ASEAN offers Japan strategic policies to aid recovery efforts
ASEAN has offered Japan assistance in strategic policies to help the country recover from an earthquake and tsunami in March that killed thousands and displaced hundreds of thousands.
“We meet today [Saturday] to enhance cooperation and respond quickly at a time when one of us faces a grave disaster,” Indonesian President Susilo Bambang Yudhoyono said at the Indonesia-initiated ASEAN-Japan meeting at the ASEAN Secretariat in Jakarta on Saturday.
“Indonesia believes that a nation such as Japan, which has a strong work ethic, advanced science and technology and a good system in mitigating disasters, will be able to recover and rehabilitate itself quickly.”

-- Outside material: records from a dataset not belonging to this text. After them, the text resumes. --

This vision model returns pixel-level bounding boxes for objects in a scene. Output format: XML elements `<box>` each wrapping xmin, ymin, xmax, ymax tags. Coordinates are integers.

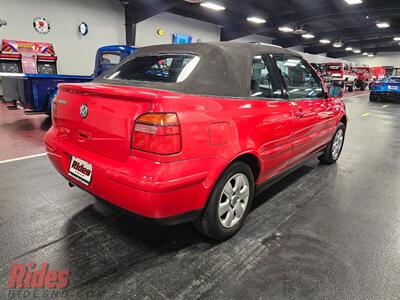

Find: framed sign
<box><xmin>78</xmin><ymin>22</ymin><xmax>89</xmax><ymax>35</ymax></box>
<box><xmin>172</xmin><ymin>33</ymin><xmax>192</xmax><ymax>44</ymax></box>
<box><xmin>33</xmin><ymin>17</ymin><xmax>50</xmax><ymax>34</ymax></box>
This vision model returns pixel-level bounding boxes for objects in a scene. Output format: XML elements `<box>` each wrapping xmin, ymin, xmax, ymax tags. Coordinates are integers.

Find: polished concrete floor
<box><xmin>0</xmin><ymin>101</ymin><xmax>51</xmax><ymax>161</ymax></box>
<box><xmin>0</xmin><ymin>96</ymin><xmax>400</xmax><ymax>300</ymax></box>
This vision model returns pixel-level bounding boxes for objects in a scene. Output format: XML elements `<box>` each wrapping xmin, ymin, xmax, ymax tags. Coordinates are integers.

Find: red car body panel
<box><xmin>45</xmin><ymin>79</ymin><xmax>346</xmax><ymax>219</ymax></box>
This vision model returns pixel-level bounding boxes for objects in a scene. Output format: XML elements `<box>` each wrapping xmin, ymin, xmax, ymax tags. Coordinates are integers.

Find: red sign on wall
<box><xmin>1</xmin><ymin>40</ymin><xmax>55</xmax><ymax>73</ymax></box>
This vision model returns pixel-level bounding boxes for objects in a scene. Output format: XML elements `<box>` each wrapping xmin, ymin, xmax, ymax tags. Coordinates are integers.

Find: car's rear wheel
<box><xmin>195</xmin><ymin>161</ymin><xmax>254</xmax><ymax>240</ymax></box>
<box><xmin>318</xmin><ymin>123</ymin><xmax>346</xmax><ymax>165</ymax></box>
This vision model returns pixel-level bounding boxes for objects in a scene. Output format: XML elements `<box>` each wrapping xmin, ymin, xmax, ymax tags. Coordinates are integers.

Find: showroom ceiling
<box><xmin>121</xmin><ymin>0</ymin><xmax>400</xmax><ymax>57</ymax></box>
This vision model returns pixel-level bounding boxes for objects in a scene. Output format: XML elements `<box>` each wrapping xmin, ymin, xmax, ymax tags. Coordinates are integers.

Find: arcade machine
<box><xmin>0</xmin><ymin>40</ymin><xmax>57</xmax><ymax>109</ymax></box>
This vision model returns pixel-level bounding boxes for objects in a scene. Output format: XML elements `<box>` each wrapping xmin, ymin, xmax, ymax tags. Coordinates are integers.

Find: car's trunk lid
<box><xmin>53</xmin><ymin>83</ymin><xmax>152</xmax><ymax>161</ymax></box>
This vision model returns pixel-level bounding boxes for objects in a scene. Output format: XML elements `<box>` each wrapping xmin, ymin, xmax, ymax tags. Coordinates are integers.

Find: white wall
<box><xmin>0</xmin><ymin>0</ymin><xmax>125</xmax><ymax>75</ymax></box>
<box><xmin>136</xmin><ymin>13</ymin><xmax>221</xmax><ymax>47</ymax></box>
<box><xmin>232</xmin><ymin>34</ymin><xmax>273</xmax><ymax>44</ymax></box>
<box><xmin>345</xmin><ymin>51</ymin><xmax>400</xmax><ymax>67</ymax></box>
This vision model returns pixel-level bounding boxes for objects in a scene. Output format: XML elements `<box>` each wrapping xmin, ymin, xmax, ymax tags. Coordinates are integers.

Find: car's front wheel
<box><xmin>319</xmin><ymin>123</ymin><xmax>346</xmax><ymax>165</ymax></box>
<box><xmin>195</xmin><ymin>161</ymin><xmax>254</xmax><ymax>240</ymax></box>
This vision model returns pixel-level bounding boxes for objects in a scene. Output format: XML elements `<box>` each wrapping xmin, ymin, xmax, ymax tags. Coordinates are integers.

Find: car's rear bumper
<box><xmin>45</xmin><ymin>127</ymin><xmax>226</xmax><ymax>223</ymax></box>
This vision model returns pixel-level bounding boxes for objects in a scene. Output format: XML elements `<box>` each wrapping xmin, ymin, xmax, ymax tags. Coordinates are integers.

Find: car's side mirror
<box><xmin>328</xmin><ymin>85</ymin><xmax>343</xmax><ymax>98</ymax></box>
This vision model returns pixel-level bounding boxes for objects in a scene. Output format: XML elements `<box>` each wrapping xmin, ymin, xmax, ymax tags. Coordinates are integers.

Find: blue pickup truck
<box><xmin>369</xmin><ymin>69</ymin><xmax>400</xmax><ymax>102</ymax></box>
<box><xmin>2</xmin><ymin>45</ymin><xmax>136</xmax><ymax>115</ymax></box>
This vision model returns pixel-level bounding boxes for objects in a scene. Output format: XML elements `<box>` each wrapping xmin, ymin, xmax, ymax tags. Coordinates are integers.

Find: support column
<box><xmin>125</xmin><ymin>7</ymin><xmax>136</xmax><ymax>46</ymax></box>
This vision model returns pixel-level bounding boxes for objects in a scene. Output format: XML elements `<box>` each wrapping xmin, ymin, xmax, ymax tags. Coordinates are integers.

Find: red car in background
<box><xmin>45</xmin><ymin>43</ymin><xmax>347</xmax><ymax>240</ymax></box>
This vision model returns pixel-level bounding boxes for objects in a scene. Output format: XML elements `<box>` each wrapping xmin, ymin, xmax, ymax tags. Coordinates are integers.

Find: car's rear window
<box><xmin>328</xmin><ymin>66</ymin><xmax>342</xmax><ymax>71</ymax></box>
<box><xmin>388</xmin><ymin>77</ymin><xmax>400</xmax><ymax>83</ymax></box>
<box><xmin>105</xmin><ymin>54</ymin><xmax>200</xmax><ymax>83</ymax></box>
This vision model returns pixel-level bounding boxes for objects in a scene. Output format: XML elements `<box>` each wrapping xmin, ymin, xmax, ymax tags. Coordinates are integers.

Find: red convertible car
<box><xmin>45</xmin><ymin>43</ymin><xmax>347</xmax><ymax>240</ymax></box>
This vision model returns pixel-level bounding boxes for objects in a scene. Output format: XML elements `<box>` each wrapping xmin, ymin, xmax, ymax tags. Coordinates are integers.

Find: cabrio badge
<box><xmin>80</xmin><ymin>104</ymin><xmax>89</xmax><ymax>119</ymax></box>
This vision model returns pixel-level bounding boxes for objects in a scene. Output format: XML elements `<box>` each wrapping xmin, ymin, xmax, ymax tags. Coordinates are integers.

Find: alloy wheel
<box><xmin>332</xmin><ymin>128</ymin><xmax>344</xmax><ymax>160</ymax></box>
<box><xmin>218</xmin><ymin>174</ymin><xmax>250</xmax><ymax>228</ymax></box>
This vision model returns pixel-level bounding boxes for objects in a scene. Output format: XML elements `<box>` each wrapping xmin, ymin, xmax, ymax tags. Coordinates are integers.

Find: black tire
<box><xmin>194</xmin><ymin>161</ymin><xmax>255</xmax><ymax>241</ymax></box>
<box><xmin>318</xmin><ymin>123</ymin><xmax>346</xmax><ymax>165</ymax></box>
<box><xmin>347</xmin><ymin>85</ymin><xmax>354</xmax><ymax>92</ymax></box>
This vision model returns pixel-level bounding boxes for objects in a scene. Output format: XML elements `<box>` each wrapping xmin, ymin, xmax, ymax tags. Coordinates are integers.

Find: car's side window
<box><xmin>274</xmin><ymin>55</ymin><xmax>324</xmax><ymax>100</ymax></box>
<box><xmin>250</xmin><ymin>54</ymin><xmax>282</xmax><ymax>98</ymax></box>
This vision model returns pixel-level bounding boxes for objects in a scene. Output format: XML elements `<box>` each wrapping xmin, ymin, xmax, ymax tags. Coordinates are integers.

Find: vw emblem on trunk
<box><xmin>80</xmin><ymin>104</ymin><xmax>89</xmax><ymax>119</ymax></box>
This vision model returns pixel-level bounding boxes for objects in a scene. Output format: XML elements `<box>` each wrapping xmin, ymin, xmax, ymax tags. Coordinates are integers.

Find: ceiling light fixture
<box><xmin>344</xmin><ymin>0</ymin><xmax>362</xmax><ymax>5</ymax></box>
<box><xmin>376</xmin><ymin>22</ymin><xmax>390</xmax><ymax>28</ymax></box>
<box><xmin>278</xmin><ymin>26</ymin><xmax>293</xmax><ymax>32</ymax></box>
<box><xmin>247</xmin><ymin>17</ymin><xmax>267</xmax><ymax>24</ymax></box>
<box><xmin>200</xmin><ymin>2</ymin><xmax>226</xmax><ymax>11</ymax></box>
<box><xmin>301</xmin><ymin>33</ymin><xmax>315</xmax><ymax>39</ymax></box>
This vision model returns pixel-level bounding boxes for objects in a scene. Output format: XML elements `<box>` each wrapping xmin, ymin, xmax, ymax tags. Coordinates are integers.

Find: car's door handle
<box><xmin>294</xmin><ymin>110</ymin><xmax>304</xmax><ymax>118</ymax></box>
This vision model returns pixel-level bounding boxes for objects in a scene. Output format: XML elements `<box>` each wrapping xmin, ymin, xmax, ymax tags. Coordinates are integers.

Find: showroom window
<box><xmin>250</xmin><ymin>55</ymin><xmax>282</xmax><ymax>98</ymax></box>
<box><xmin>275</xmin><ymin>55</ymin><xmax>323</xmax><ymax>100</ymax></box>
<box><xmin>105</xmin><ymin>54</ymin><xmax>200</xmax><ymax>82</ymax></box>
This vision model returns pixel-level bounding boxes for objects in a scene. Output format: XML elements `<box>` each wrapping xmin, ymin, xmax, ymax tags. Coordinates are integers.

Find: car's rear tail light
<box><xmin>131</xmin><ymin>113</ymin><xmax>182</xmax><ymax>155</ymax></box>
<box><xmin>51</xmin><ymin>99</ymin><xmax>57</xmax><ymax>125</ymax></box>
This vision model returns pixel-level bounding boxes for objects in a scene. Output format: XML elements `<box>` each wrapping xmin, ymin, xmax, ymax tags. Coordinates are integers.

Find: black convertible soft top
<box><xmin>94</xmin><ymin>42</ymin><xmax>301</xmax><ymax>97</ymax></box>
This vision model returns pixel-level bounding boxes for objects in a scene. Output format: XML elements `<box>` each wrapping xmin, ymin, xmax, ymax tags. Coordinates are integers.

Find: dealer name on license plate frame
<box><xmin>68</xmin><ymin>155</ymin><xmax>93</xmax><ymax>185</ymax></box>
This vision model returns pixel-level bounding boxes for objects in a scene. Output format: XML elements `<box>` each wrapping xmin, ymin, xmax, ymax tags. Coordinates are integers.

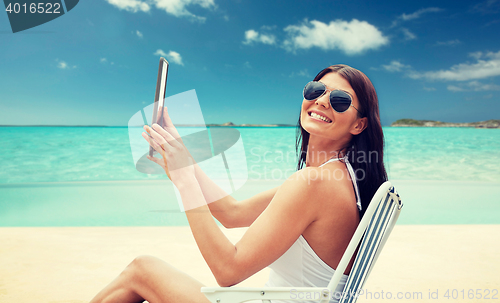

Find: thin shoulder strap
<box><xmin>319</xmin><ymin>158</ymin><xmax>342</xmax><ymax>167</ymax></box>
<box><xmin>344</xmin><ymin>156</ymin><xmax>361</xmax><ymax>211</ymax></box>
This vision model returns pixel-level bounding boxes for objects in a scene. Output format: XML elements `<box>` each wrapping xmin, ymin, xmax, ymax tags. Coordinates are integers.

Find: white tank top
<box><xmin>265</xmin><ymin>157</ymin><xmax>361</xmax><ymax>303</ymax></box>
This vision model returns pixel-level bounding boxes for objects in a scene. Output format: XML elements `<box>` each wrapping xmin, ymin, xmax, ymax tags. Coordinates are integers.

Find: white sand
<box><xmin>0</xmin><ymin>225</ymin><xmax>500</xmax><ymax>303</ymax></box>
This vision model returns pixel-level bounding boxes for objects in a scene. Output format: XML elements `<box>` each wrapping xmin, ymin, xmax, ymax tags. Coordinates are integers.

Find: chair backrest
<box><xmin>328</xmin><ymin>181</ymin><xmax>403</xmax><ymax>303</ymax></box>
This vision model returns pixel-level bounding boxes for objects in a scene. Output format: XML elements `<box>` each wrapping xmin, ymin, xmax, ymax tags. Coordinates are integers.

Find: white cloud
<box><xmin>243</xmin><ymin>29</ymin><xmax>276</xmax><ymax>45</ymax></box>
<box><xmin>106</xmin><ymin>0</ymin><xmax>150</xmax><ymax>13</ymax></box>
<box><xmin>153</xmin><ymin>0</ymin><xmax>215</xmax><ymax>22</ymax></box>
<box><xmin>436</xmin><ymin>39</ymin><xmax>462</xmax><ymax>46</ymax></box>
<box><xmin>401</xmin><ymin>27</ymin><xmax>417</xmax><ymax>40</ymax></box>
<box><xmin>447</xmin><ymin>81</ymin><xmax>500</xmax><ymax>92</ymax></box>
<box><xmin>56</xmin><ymin>59</ymin><xmax>76</xmax><ymax>69</ymax></box>
<box><xmin>154</xmin><ymin>49</ymin><xmax>184</xmax><ymax>65</ymax></box>
<box><xmin>57</xmin><ymin>61</ymin><xmax>69</xmax><ymax>69</ymax></box>
<box><xmin>106</xmin><ymin>0</ymin><xmax>216</xmax><ymax>22</ymax></box>
<box><xmin>392</xmin><ymin>7</ymin><xmax>443</xmax><ymax>27</ymax></box>
<box><xmin>409</xmin><ymin>51</ymin><xmax>500</xmax><ymax>81</ymax></box>
<box><xmin>400</xmin><ymin>7</ymin><xmax>443</xmax><ymax>21</ymax></box>
<box><xmin>382</xmin><ymin>60</ymin><xmax>411</xmax><ymax>72</ymax></box>
<box><xmin>283</xmin><ymin>19</ymin><xmax>389</xmax><ymax>55</ymax></box>
<box><xmin>289</xmin><ymin>69</ymin><xmax>311</xmax><ymax>78</ymax></box>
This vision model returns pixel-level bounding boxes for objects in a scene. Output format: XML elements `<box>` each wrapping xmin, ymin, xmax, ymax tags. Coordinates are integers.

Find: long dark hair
<box><xmin>295</xmin><ymin>64</ymin><xmax>387</xmax><ymax>216</ymax></box>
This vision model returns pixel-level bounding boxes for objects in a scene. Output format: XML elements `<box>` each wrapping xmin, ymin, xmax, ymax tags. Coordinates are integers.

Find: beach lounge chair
<box><xmin>201</xmin><ymin>181</ymin><xmax>403</xmax><ymax>303</ymax></box>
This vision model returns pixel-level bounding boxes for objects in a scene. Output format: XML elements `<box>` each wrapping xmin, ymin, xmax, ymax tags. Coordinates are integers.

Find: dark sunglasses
<box><xmin>304</xmin><ymin>81</ymin><xmax>361</xmax><ymax>114</ymax></box>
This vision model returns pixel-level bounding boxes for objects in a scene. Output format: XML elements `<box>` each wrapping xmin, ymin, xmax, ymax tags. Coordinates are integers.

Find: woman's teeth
<box><xmin>310</xmin><ymin>112</ymin><xmax>332</xmax><ymax>123</ymax></box>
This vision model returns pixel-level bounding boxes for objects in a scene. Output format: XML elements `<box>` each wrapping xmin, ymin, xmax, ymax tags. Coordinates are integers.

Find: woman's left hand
<box><xmin>142</xmin><ymin>117</ymin><xmax>195</xmax><ymax>186</ymax></box>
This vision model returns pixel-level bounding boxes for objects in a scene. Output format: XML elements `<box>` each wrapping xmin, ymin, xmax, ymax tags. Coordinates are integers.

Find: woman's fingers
<box><xmin>142</xmin><ymin>133</ymin><xmax>165</xmax><ymax>155</ymax></box>
<box><xmin>158</xmin><ymin>107</ymin><xmax>181</xmax><ymax>138</ymax></box>
<box><xmin>144</xmin><ymin>124</ymin><xmax>176</xmax><ymax>151</ymax></box>
<box><xmin>151</xmin><ymin>123</ymin><xmax>181</xmax><ymax>148</ymax></box>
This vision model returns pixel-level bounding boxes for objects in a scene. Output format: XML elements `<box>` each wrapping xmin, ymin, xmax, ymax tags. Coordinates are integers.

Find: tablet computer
<box><xmin>149</xmin><ymin>57</ymin><xmax>168</xmax><ymax>157</ymax></box>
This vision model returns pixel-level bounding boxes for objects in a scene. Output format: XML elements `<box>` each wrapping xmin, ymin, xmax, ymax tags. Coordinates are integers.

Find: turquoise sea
<box><xmin>0</xmin><ymin>127</ymin><xmax>500</xmax><ymax>226</ymax></box>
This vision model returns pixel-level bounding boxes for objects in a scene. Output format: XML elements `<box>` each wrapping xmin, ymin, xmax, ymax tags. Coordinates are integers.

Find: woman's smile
<box><xmin>307</xmin><ymin>110</ymin><xmax>332</xmax><ymax>123</ymax></box>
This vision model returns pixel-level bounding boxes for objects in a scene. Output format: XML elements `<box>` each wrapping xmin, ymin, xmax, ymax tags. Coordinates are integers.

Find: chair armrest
<box><xmin>201</xmin><ymin>287</ymin><xmax>330</xmax><ymax>303</ymax></box>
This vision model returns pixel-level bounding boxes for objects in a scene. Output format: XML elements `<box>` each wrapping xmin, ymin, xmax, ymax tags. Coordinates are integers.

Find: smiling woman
<box><xmin>92</xmin><ymin>65</ymin><xmax>387</xmax><ymax>303</ymax></box>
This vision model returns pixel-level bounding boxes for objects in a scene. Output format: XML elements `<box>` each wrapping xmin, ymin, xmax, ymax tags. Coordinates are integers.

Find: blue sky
<box><xmin>0</xmin><ymin>0</ymin><xmax>500</xmax><ymax>126</ymax></box>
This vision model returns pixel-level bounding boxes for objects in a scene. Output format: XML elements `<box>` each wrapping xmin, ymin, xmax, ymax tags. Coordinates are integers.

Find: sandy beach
<box><xmin>0</xmin><ymin>225</ymin><xmax>500</xmax><ymax>303</ymax></box>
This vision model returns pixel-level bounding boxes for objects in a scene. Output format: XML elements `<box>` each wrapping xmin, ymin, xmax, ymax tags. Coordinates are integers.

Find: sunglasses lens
<box><xmin>304</xmin><ymin>81</ymin><xmax>326</xmax><ymax>101</ymax></box>
<box><xmin>330</xmin><ymin>90</ymin><xmax>351</xmax><ymax>113</ymax></box>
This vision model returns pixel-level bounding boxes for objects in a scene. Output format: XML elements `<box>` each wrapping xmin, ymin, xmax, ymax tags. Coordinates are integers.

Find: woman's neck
<box><xmin>306</xmin><ymin>135</ymin><xmax>349</xmax><ymax>167</ymax></box>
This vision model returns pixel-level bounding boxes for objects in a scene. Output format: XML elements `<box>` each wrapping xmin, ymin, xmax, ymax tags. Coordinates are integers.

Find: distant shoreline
<box><xmin>391</xmin><ymin>119</ymin><xmax>500</xmax><ymax>128</ymax></box>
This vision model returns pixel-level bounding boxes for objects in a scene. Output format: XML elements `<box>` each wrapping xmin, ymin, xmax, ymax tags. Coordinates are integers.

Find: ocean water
<box><xmin>0</xmin><ymin>127</ymin><xmax>500</xmax><ymax>226</ymax></box>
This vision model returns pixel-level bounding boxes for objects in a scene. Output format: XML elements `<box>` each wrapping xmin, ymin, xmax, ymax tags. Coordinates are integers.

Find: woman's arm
<box><xmin>195</xmin><ymin>164</ymin><xmax>279</xmax><ymax>228</ymax></box>
<box><xmin>144</xmin><ymin>107</ymin><xmax>278</xmax><ymax>228</ymax></box>
<box><xmin>143</xmin><ymin>119</ymin><xmax>338</xmax><ymax>286</ymax></box>
<box><xmin>178</xmin><ymin>168</ymin><xmax>331</xmax><ymax>286</ymax></box>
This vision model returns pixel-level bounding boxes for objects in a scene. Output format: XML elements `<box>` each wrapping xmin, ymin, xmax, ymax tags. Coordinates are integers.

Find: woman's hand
<box><xmin>142</xmin><ymin>108</ymin><xmax>195</xmax><ymax>186</ymax></box>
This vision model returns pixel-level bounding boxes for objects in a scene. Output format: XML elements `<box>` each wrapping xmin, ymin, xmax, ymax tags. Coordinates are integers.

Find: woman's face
<box><xmin>300</xmin><ymin>72</ymin><xmax>366</xmax><ymax>140</ymax></box>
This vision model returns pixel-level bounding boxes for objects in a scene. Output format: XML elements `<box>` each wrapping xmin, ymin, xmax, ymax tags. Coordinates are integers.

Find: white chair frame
<box><xmin>201</xmin><ymin>181</ymin><xmax>403</xmax><ymax>303</ymax></box>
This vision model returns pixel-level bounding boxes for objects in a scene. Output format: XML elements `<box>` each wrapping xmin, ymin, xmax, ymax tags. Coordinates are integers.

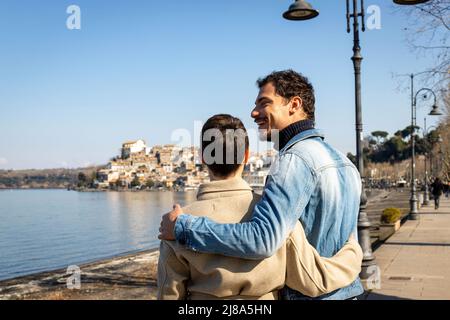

He said Southeast Asia and Japan, which were prone to natural disasters, needed to cooperate with and strengthen solidarity with each other.
After the two-hour meeting, Indonesian foreign minister and current chair of ASEAN, Marty Natalegawa, said ASEAN foreign ministers and their representatives expressed their sympathy, solidarity and support to the government and people of Japan in their recovery and reconstruction efforts.
“I could see [Japanese Foreign Minister Takeaki] Matsumoto was deep in thought. When each speaker spoke, I saw him take a tissue to wipe his eyes,” Singaporean Ambasador-at-Large Chew Tai Soo said of the Japanese minister during the meeting.
“We can express our sympathy. But only the Japanese people can really feel the sadness.”
Philippine Foreign Minister Albert F. Del Rosario said he believed Japan “will emerge and ASEAN will be with Japan all the way”.
Marty said each ASEAN member state offered bilateral help to Japan to help it recover following the disaster through donations and evacuation teams.
“When we talk about aid, it doesn’t have to be money or [human] resources. It can also be in the form of policies given to Japan at a time of emergency such as now,” he said during a joint press conference following the meeting.
Marty said intended policies would be issued by technical ministries, and not only ASEAN foreign ministries.
ASEAN Secretary-General Surin Pitsuwan said it was time for ASEAN countries to reciprocate what Japan had done in spurring development in the bloc and in the each country.
“What can we do? There are medium- and long-term [options] that will involve policies and strategies. We don’t know yet at this point,” he said.
He said Japanese industrial strategy may change, particularly in the automotive, consumer electronics and computing sectors because of the disaster.
“If there’s a new reorientation, what is ASEAN’s response?” Pitsuwan said, referring to changes that future policies may need to cater to. “We will have to explore this in the future.”
He said the ASEAN Secretariat General would assure Japanese could continue to trade in and travel to the region to help Japan “get back to its normal role in Southeast Asia”.
Pitsuwan said he would report on Japan’s recovery efforts and industry to ASEAN at the ASEAN Summits in May and October.
Matsumoto said he welcomed the joint effort made by ASEAN to assist Japan.
“We have received a variety of support. What I understand is that it’s not just words. What we need is close cooperation,” he said. “We would like to get more support for reconstruction.”